In den Süden 29.09.2006 "In den Süden", Film, gesehen am 29.9.06 im "Gloria", Heidelberg
Regie Laurent Cantet, Frankreich 2005

Der Film könnte genauso gut "Traurige Tropen" heißen: Terrorregime und private Tragödien der Langeweile und unfreiwilligen sexuellen Abstinenz, die durch einen Urlaub mit schwarzem Lover wieder eingermaßen ins Lot kommen sollen. Leider lief der Film bereits eine Viertelstunde, als ich ins Kino kam.

Egbar ist jung und sehr gut gebaut, kein Wunder, daß die reife Ellen auf ihn abfährt und ihn sozusagen jedes Jahr mitbucht. Was im Heimatland USA skandalös wäre, ist hier ganz unproblematisch: Sex zwischen Schwarz und Weiß. Auch Brenda kommt auf den Geschmack und angelt sich den Schönen. Ellen gibt vor, nicht eifersüchtig zu sein, ist es aber wahrscheinlich doch, da sie sich in Egbar verliebt hat. Alle Urlauberinnen betonen in einer interviewhaften Passage des Films, daß sie hier ganz anders seien als zu Hause. Vielleicht ist das die Umschreibung einer gewissen Mannstollheit während des Urlaubs. Zu Hause wartet auf keine der Frauen ein Mann, hier tauchen sie in ein anderes Leben ein, wenn auch nur kurz. Die ledige Sue hat einen anderen Verehrer, mit dem alles ganz unkompliziert ist, jedenfalls im Vergleich zu den verklemmten Männern in ihrem Betrieb. Auch der Geschäftsführer des Hotelrestaurants wird interviewt. Er äußert einen Kernsatz des Filmes: die Weißen bringen viel Geld mit, aber alles was sie anfassen verfault. Man erfährt, daß die Schwarzen früher die Weißen mit Tieren auf eine Stufe stellten und daß sich sein Großvater damals nicht hätte träumen lassen, daß Albert einmal Weiße im Restaurant bedienen würde. Heute ist es so, daß Schwarze im Restaurant nicht bedient werden dürfen. Nur weil Brenda nicht locker läßt, wird Egbar als ihr Gast behandelt und erhält ein Gericht.

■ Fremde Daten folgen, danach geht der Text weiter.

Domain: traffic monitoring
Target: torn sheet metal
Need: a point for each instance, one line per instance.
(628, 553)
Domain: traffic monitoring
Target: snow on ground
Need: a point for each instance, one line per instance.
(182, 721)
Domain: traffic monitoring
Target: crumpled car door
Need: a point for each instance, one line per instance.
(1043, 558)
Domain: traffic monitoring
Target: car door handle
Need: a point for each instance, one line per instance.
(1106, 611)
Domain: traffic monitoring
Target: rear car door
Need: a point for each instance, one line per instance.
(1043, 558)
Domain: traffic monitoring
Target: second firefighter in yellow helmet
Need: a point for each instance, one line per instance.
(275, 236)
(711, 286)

Trotz all der Lust (oder sollte man eher sagen "Lüsternheit" nach Sex oder eben Geld) liegt eine geheime Düsternis über dem Tropenparadies: als Egbar und ein paar Jungs kicken und er nebenbei über seinen Erfolg bei der Damenwelt ausgefragt wird, kommen zwei Männer und bedienen sich an der Getränkekiste (statt Kiosk) eines Jugendlichen. Als er Geld für das Getränk verlangt, machen sie die Kiste kaputt. Ein kleiner Junge, der als einziger nachzufragen wagt, warum sie das tun, wird sofort von Egbar zurechtgewiesen, er solle das in Zukunft unterlassen. Ein Mercedes hält neben Egbar und er wird zum Einsteigen aufgefordert. Auf dem Rücksitz ist seine frühere Freundin, die jetzt die Geliebte eines Bonzen ist. Sie wähnt sich in Sicherheit und riskiert ein offenes Wort über ihren Liebhaber, der sie mit Schmuck und Luxus geködert hat. Trotzdem sehnt sie sich nach Freunden, den sie ist sehr einsam und schlägt Egbar gelegentliche Treffen vor.

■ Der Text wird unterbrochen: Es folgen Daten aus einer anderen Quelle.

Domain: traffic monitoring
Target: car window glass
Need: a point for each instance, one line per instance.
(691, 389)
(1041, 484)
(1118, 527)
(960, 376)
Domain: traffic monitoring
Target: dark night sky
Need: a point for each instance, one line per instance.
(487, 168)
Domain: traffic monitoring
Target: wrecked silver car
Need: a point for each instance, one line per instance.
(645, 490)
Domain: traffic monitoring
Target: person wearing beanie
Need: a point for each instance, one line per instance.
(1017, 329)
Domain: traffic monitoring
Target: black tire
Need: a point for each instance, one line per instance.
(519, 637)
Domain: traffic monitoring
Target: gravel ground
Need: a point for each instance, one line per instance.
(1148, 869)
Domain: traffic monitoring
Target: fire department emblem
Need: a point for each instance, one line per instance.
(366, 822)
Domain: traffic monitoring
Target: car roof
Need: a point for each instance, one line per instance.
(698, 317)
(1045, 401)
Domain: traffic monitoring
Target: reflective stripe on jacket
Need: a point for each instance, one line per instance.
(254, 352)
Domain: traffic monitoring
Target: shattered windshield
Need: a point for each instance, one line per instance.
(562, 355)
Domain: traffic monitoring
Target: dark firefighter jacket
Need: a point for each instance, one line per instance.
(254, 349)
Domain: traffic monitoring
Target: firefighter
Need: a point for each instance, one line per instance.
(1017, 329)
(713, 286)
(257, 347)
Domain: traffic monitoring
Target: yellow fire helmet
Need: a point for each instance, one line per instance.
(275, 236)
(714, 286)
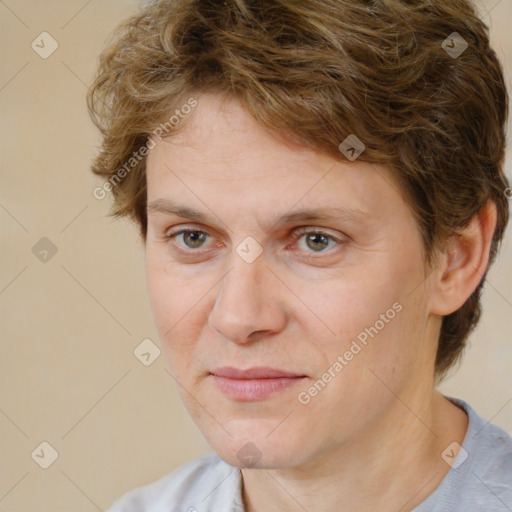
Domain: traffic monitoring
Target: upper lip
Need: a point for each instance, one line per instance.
(259, 372)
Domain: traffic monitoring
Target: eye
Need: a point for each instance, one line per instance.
(192, 238)
(315, 240)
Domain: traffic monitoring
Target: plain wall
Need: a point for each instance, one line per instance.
(70, 325)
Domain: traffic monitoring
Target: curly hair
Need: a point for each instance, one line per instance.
(318, 71)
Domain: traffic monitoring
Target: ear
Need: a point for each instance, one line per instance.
(463, 262)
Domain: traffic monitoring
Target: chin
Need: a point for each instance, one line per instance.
(254, 445)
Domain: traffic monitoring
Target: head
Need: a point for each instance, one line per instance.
(246, 112)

In den Süden Beim Stadtbummel von Brenda mit Egbar schießt dieser schwarze Mercedes wieder um die Ecke, der Fahrer steigt mit gezogener Pistole aus und Egbar rennt über die Hinterhöfe um sein Leben. Trotz der Lebensgefahr denkt Egbar nicht daran, sich mit Hilfe der zahlenden Damen eine "Greencard" (Paß) verschaffen zu lassen. Vermutlich hat der Fahrer Frank seinem Chef von dem "Rendezvous" erzählt und dieser möchte jetzt seinen Rivalen aus dem Weg schaffen lassen. Egbar besucht nun seine Mutter, die in ärmlichen Verhältnissen lebt. Er steckt ihr all sein Geld zu, das er angeblich erarbeitet hat, woraufhin in seine Mutter ungläubig ansieht. Sie macht ihm ebenfalls ein Angebot, wieder bei ihr zu wohnen, weil sie instinktiv die Gefahr spürt, in der er sich befindet. Egbar weiß, daß er seine Mutter das letzte Mal gesehen hat und im Morgengrauen ist er schon einer der Toten, die aus dem Mercedes gehoben und an den Hotelstrand gelegt werden. Die andere Person ist seine schwarzhäutige Freundin, die in Ungnade gefallen ist. Albert sieht die nackten Toten als Erster bei seinen morgentlichen Verrichtungen im Restaurant.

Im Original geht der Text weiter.